From Old English 'west' meaning the western direction. A directional surname name.
West is a directional name, simple on its face and surprisingly deep underneath. Linguistically, it comes from Old English west, part of a much older Indo-European family of words linked to evening and the setting sun. In early usage it was a topographic surname, identifying someone who lived to the west of a village or who came from a western district.
Like many surnames that later became first names, West began as geography and slowly turned into style. As a personal name, West belongs to a modern Anglo-American taste for lean, landscape-charged names: brief, vivid, and suggestive rather than ornate. It has cousins in names like North, Easton, and Weston, but West is the starkest and most elemental of the group.
Its cultural associations are broad and powerful.
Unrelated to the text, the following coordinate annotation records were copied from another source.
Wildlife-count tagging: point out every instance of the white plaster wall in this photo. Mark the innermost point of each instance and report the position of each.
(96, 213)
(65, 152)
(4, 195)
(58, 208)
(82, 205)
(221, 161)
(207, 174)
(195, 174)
In American history, "the West" evokes frontier mythology, migration, reinvention, and the romance of open country. In popular culture, it can suggest cool minimalism or cinematic Americana, depending on the context.
That is why the name's perception has changed so much. As a surname, it once sounded inherited and practical; as a given name, it now feels modern, tailored, and self-possessed. It has been helped along by celebrity usage and by the current appetite for names that sound like compass points, horizons, and weather maps.
West is not elaborate, but it does a great deal with very little. It carries sunset light, frontier legend, and a strong sense of direction, all in one syllable.